Perché preoccuparci? La mafia uccide solo d’estate

Perché preoccuparci? La mafia uccide solo d’estate

CINEMA – Un bambino vestito con una gobba, occhiali spessi e le orecchie a sventola, sarà Dracula? Il gobbo di Notre Dame?, con una voce molto particolare mormora: “Il popolo sbaglia spesso. Tranne in cabina elettorale”. Il bambino in questione è Arturo Giambarresi, il cui eroe non è Superman o Tex o il Principe Azzurro, come tanti della nostra generazione, bensì l’allora Presidente del Consiglio Giulio Andreotti, l’unico che ha la soluzione alle pene d’amore di Arturo.

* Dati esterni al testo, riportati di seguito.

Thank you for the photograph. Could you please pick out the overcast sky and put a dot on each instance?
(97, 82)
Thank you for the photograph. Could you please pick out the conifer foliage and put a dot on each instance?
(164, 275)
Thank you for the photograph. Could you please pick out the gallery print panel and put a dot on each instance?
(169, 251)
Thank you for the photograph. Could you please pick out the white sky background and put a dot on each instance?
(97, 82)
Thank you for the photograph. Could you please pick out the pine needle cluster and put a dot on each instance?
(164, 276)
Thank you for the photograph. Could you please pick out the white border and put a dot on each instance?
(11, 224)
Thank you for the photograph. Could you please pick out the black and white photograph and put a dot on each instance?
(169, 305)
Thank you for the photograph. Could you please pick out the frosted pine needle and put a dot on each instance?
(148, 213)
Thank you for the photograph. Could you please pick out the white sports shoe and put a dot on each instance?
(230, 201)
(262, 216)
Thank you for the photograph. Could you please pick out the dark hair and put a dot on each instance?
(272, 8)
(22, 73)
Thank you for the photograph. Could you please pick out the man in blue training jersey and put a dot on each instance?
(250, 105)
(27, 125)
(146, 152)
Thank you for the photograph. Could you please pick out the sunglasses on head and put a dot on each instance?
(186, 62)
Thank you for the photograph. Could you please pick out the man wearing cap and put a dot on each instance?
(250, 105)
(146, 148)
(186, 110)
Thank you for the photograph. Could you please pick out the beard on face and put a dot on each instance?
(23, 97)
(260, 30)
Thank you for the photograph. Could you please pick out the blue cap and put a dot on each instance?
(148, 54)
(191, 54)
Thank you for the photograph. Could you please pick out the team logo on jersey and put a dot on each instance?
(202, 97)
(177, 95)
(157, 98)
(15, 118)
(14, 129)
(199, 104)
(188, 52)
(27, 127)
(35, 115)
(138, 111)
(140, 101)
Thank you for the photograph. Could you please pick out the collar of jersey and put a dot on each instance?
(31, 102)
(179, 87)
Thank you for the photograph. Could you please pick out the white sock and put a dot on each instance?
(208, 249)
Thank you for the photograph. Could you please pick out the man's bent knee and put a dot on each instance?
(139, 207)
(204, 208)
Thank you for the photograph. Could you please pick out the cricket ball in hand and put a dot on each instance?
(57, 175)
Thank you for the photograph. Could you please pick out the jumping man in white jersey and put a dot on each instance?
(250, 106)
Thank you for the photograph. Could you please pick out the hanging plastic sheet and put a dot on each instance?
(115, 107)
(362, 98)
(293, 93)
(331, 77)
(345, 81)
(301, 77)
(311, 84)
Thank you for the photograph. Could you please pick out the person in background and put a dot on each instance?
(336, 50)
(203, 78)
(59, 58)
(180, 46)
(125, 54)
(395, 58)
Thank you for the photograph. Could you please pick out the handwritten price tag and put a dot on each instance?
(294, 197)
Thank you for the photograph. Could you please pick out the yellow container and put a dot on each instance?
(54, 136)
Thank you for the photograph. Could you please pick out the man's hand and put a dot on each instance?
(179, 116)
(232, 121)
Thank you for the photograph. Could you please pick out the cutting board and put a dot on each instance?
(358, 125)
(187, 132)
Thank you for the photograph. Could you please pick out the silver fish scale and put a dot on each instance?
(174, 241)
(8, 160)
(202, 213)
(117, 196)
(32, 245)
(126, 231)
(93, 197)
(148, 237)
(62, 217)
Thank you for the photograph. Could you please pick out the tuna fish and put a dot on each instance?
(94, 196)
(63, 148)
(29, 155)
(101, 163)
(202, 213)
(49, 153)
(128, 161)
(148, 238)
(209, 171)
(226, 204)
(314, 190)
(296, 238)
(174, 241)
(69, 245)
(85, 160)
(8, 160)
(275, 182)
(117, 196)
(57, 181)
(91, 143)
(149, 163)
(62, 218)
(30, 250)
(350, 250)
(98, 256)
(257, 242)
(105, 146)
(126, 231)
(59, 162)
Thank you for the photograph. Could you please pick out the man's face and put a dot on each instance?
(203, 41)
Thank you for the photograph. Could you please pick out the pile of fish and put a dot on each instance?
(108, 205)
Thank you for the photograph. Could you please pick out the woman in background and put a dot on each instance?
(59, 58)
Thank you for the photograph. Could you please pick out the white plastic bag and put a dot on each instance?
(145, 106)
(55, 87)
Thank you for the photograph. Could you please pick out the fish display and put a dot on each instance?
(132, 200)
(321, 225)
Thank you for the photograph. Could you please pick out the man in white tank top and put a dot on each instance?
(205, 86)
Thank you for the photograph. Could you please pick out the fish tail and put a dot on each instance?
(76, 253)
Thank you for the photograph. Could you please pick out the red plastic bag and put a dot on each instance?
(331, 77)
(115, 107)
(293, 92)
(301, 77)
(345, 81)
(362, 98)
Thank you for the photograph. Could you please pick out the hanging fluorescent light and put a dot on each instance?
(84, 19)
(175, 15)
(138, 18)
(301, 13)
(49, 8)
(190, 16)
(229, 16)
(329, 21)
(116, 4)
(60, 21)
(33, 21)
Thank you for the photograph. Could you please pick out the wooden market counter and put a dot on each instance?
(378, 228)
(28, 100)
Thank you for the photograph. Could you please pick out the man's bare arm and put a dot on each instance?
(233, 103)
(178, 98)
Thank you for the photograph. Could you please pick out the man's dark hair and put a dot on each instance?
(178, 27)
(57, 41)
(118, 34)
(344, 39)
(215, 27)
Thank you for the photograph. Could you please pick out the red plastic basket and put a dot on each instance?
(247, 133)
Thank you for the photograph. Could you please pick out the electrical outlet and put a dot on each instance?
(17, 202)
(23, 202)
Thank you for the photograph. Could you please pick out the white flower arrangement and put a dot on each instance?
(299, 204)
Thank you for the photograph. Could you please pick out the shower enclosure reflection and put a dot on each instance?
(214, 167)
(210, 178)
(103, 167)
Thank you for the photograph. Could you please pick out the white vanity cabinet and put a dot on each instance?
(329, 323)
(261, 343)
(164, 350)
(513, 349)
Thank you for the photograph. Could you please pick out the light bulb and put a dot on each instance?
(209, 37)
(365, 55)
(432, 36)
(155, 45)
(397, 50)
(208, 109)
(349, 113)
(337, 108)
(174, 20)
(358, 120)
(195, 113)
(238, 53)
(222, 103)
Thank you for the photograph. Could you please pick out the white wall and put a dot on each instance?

“La mafia uccide solo d’estate” è l’opera prima di Pif, al secolo Pierfrancesco Diliberto, scritto dal lui insieme a Michele Astori e Marco Martani. É la storia di un ragazzo particolare, un ragazzo degli anni ’70, il cui destino si incrocia, sin dal concepimento, con quello di Palermo e della sua piaga principale: la mafia (alzi la mano chi ha pensato subito al traffico).
In questa commedia dal tono ingenuo e solo apparentemente leggero il nostro Arturo, novello Forrest Gump, incrocia la propria vicenda personale, di innamorato non corrisposto di Flora, la compagna delle elementari, con quella dell’ascesa ai vertici di Cosa Nostra di Totò Riina e dei corleonesi, a partire dalla strage di Viale Lazio, il giorno del concepimento, fino alle stragi di Capaci e Via D’Amelio. In questo percorso Arturo incontrerà tanti personaggi che hanno fatto la storia di Palermo di quegli anni, da Boris Giuliano che lo inizia al segreto mistico delle Iris alla ricotta, al Giudice Rocco Chinnici, che tifa per lui nella difficile impresa della conquista del cuore di Flora, al Generale Dalla Chiesa, che concede ad Arturo la prima intervista della sua giovane carriera di giornalista nella quale fa una domanda spiazzante: “Andreotti dice che l’emergenza criminalità è in Campania e in Calabria. Generale, ha sbagliato regione?”. La mafia è in tutto ciò una presenza costante, invasiva, disumana anche nelle questioni più banali. Significativa la soluzione pragmatica alle pene d’amore di un boss che non poteva sposare la figlia di divorziati a causa delle regole di Cosa Nostra: basta uccidere il padre perché orfana di padre si può.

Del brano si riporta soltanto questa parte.